My Reference Safety System (DIP???)

Tue Feb 24 17:12:14 PST 2015

So I've been thinking about how to do safety for a while, and 
this is how I would do it if I got to start from scratch. I think 
it can be harnessed to D, but I'm worried that people will be 
confused by it, or that there might be a show-stopping use case I 
haven't thought of, or that it is simply too cumbersome to be 
taken seriously, but I'll make a DIP when it overcomes these 
three obstacles.

I'm feeding off the momentum built by the approval of DIP25, and 
off of other recent `scope` proposals:
http://wiki.dlang.org/DIP25
http://wiki.dlang.org/User:Schuetzm/scope
http://wiki.dlang.org/DIP69

This system goes farther than either DIP25 or DIP69 towards 
complete safety, but is simpler and easier to implement I (I 
think) than Mark Schutz's and deadalnix's proposal. It is not an 
ownership or reference counting system, but can serve as the 
foundation to one. Which leads to...

Principle 1: Memory safety is indispensable to ownership, but not 
the other way around. Memory safety focuses on all the things 
which *might* happen, and casts a wide net, akin to an algebraic 
union, whereas ownership targets specific things, focuses on what 
*will* happen, and is akin to the algebraic intersection of 
things. I will therefore present the memory safety system first, 
leave grafting an ownership system on top of it for later.

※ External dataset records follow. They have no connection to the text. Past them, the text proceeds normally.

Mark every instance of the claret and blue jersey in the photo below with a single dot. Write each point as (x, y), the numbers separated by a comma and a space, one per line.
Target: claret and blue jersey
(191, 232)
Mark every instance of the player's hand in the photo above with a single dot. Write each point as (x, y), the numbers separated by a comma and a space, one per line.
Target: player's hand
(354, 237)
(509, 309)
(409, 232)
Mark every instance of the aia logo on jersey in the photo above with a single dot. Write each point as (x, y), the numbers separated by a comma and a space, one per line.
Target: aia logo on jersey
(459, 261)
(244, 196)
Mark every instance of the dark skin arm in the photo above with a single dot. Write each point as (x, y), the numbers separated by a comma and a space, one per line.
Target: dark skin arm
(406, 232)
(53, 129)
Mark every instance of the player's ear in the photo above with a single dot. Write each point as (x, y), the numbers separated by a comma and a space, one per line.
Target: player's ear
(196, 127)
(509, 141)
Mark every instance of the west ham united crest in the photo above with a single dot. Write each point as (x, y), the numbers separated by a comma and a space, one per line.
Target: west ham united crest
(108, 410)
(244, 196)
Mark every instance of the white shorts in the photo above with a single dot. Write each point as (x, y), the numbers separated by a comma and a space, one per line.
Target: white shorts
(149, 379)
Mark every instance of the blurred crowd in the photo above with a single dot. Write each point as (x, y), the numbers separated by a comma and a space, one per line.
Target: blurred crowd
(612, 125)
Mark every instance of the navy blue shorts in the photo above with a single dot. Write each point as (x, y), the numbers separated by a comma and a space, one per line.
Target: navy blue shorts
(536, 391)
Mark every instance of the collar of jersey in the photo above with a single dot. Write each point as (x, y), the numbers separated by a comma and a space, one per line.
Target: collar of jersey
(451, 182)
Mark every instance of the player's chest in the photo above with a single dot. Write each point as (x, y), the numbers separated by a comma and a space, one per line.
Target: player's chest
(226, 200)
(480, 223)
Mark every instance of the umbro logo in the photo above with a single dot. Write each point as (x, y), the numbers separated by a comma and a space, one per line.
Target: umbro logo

Principle 2: The Function is the key unit of memory safety. The 
compiler must never need to leave the function it is compiling to 
verify that it is safe. This means that no information important 
to safety can be excluded from the signatures of the functions 
that the compiling function is calling. This principle has 
already been conceded in part by Walter and Andrei's acceptance 
of `return ref` parameters in DIP25, which simply implements the 
most common use case where safety is needed. Here I am taking 
this principle to the extreme, in the interest of total safety. 
But speaking of function signatures,

Principle 3: Extra function and parameter attributes are the 
tradeoff for great memory safety. There is no other way to 
support both encapsulation of control flow (Principle 2) and the 
separate-compilation model (indispensable to D). Function 
signatures pay the price for this with their expanding size. I 
try to create the new attributes for the rare case, as opposed to 
the common one, so that they don't appear very often.

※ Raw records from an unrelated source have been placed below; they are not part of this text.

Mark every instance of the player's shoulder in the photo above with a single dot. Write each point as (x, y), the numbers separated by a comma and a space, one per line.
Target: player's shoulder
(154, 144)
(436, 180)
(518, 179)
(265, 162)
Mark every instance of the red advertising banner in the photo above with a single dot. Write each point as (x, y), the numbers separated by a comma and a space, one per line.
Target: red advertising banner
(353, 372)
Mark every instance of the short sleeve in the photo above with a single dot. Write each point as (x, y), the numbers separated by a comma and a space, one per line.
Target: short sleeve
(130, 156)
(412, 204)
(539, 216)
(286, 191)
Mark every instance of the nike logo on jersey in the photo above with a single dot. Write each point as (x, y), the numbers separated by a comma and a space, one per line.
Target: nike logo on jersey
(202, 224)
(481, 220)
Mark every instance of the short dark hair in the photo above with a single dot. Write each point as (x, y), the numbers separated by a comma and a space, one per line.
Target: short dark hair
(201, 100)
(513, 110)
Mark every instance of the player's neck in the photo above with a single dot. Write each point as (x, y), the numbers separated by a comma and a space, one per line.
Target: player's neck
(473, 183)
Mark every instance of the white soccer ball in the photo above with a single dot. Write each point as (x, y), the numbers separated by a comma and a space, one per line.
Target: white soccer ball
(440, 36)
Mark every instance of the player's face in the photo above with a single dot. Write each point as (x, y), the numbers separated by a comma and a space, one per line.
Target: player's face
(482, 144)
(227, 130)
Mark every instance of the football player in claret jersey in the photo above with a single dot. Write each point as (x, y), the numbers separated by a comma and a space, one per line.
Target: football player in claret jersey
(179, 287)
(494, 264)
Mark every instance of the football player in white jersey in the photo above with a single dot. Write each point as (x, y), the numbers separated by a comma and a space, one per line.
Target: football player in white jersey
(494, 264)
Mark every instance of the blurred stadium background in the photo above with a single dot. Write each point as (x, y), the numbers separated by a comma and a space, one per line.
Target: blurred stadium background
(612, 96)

Principle 4: Scopes. My system has its own notion of scopes. They 
are compile time information, used by the compiler to ensure 
safety. Every declaration which holds data at runtime must have a 
scope, called its "declaration scope". Every reference type 
(defined below in Principle 6) will have an additional scope 
called its "reference scope". A scope consists of a very short 
bit array, with a minimum of approximately 16 bits and reasonable 
maximum of 32, let's say. For this proposal I'm using 16, in 
order to emphasize this system's memory efficiency. 32 bits would 
not change anything fundamental, only allow the compiler to be a 
little more precise about what's safe and what's not, which is 
not a big deal since it conservatively defaults to @system when 
it doesn't know.

So what are these bits? Reserve 4 bits for an unsigned integer 
(range 0-15) I call "scopedepth". Scopedepth is easier for me to 
think about than lifetime, of which it is simply the inverse, 
with (0) scopedepth being infinite lifetime, 1 having a lifetime 
at function scope, etc. Anyway, a declaration's scopedepth is 
determined according to logic similar that found in DIP69 and 
Mark Schutz's proposal:

int r; // declaration scopedepth(0)

void fun(int a /*scopedepth(0)*/) {
   int b; // depth(1)
   {
     int c; // depth(2)
     {
       int d; // (3)
     }
     {
       int e; // (3)
     }
   }
   int f; // (1)
}

Principle 5: It's always un at safe to copy a declaration scope from 
a higher scopedepth to a reference variable stored at lower 
scopedepth. DIP69 tries to banish this type of thing only in 
`scope` variables, but I'm not afraid to banish it in all @safe 
code period:

void gun() @safe {
   T* t; // t's declaration depth: 1
   T u;
   {
     T* uu = &u; // fine, this is normal
     T tt;
     t = &tt; // t's reference depth: 2, error, un at safe
   }
   // now t is corrupted
}

So you'd have to enclose "t = &tt;" above in a @trusted lambda or 
a @system block. The truth is, it is absurd to copy the address 
of something with shorter lifetime into something with longer 
lifetime... what use would you ever have for it in the 
longer-lived variable? I'm therefore simplifying the system by 
making all instances of this unsafe.

Looking at Principle 5, I realize I forgot:

Principle 6: Reference variables: Any data which stores a 
reference is a "reference variable". That includes any pointer, 
class instance, array/slice, `ref` parameter, or any struct 
containing any of those. For the sake of simplicity, I boil _all_ 
of these down to "T*" in this proposal. All reference types are 
effectively the _same_ in this regard. DIP25 does not indicate 
that it has any interest in expanding beyond `ref` parameters. 
But all reference types are unsafe in exactly the same way as 
`ref` is. (By the way, see footnote [1] for why I think `ref` is 
much different from `scope`). I don't understand the restriction 
of dIP25 to `ref` paramteres only. Part of my system is to expand 
`return` parameter to all reference types.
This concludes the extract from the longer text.